Need help understanding a threading issue


Rick Aurbach
 

Let me start by saying I have a solution to my problem, but would like to know why some of the other things I tried didn't work...

I have some procedures which are performed on background queues (specifically importing/exporting between a CoreData database and zipped JSON files). I want to communicate between these operations and the main queue, either to signify completion or to report an error. (I need to execute on the main queue because there is UI involved.)

My natural thought was to include the execution block in an appropriate place in an Operation's main() using

    OperationQueue.main.addOperation { [weak self] in
       ...
    }

but the the execution block was never executed. (i.e., a breakpoint on the addOperation call triggered, but a breakpoint in the execution block never triggered and the UI code in the execution block did not execute.) Replacing the OperationQueue call with DispatchQueue.main.async {...} didn't work either. The execution block was never executed.

BUT if I use NotificationCenter.default.post(...) instead, placing the operation block in

    NotificationCenter.default.addObserver(forName: <name>, object: nil, queue: OperationQueue.main) { [weak self] in
        ...
    }
then the execution block is executed and the UI code runs as expected.

While I understand why my actual solution works, I don't understand why my original attempts failed. If you could explain this to me, I would appreciate the chance to increase my understanding.

Thanks,
Rick Aurbach


 

The only reason I can think of that the first two attempts wouldn’t work is that the main thread’s runloop is blocked, so it can’t process queued blocks. Are you by chance doing something on the main queue that blocks until your background work finishes? In that case you’ve got a deadlock. (But in that case you’d also notice that your app’s UI has frozen…)

—Jens


Rick Aurbach
 

Yes, that was my thinking as well. But, the UI was not frozen. (And, indeed, if it had been frozen, I wouldn't have expected the Notification approach to work either.) 

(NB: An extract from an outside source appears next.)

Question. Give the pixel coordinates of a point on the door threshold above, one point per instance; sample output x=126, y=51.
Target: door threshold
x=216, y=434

One additional piece of information I may have inadvertently left out of my original message: using the original approach (of injecting a block into the main queue), I can get the function to work by strategically placing breakpoints in the queued background operations. I don't know whether this means that the breakpoints are interfering with how the queuing works or whether it's a sign of a timing issue or what. I did consider that there was a timing issue and tested that by calling the block with DispatchQueue.main.asyncAfter(..) using a 100ms delay, but that didn't help either.

[This reply has gotten me thinking... I wonder if this has something to do with capture semantics and the fact that the operation that does the dispatch has completed (and therefore was deleted) before the block executed. I could test this by changing the Operation to call a method of a more persistent class (and having that method issue the dispatch call). (If you're following what I'm thinking here.)

I'll try that and let the group know...

Rick


Rick Aurbach
 

Okay, I've got it.

The problem was that I was calling OperationQueue.main.addOperation(..) from an Operation. And that call was both capturing "self" and was the last piece of work in the Operation's main(). So immediately after queuing the new main-thread operation, the caller was marked finished and was deleted. So by the time the main-thread operation executed, its attempt to capture "self" failed and (like all good closures) exited safely.

SOLUTION: class A is the controller for the process. It holds the operation queue as a property and sends it the addOperations([...]) call that begins the whole background process. One Operation wants to display status (doing UI on the main thread). In the working case, it does so by calling a method in class A which (in turn) issues the appropriate OperationQueue.main.addOperation{...} call. This way, when the main-thread operation actually runs, the "self" it captures is class A (which still exists) rather than the Operation (which no longer does).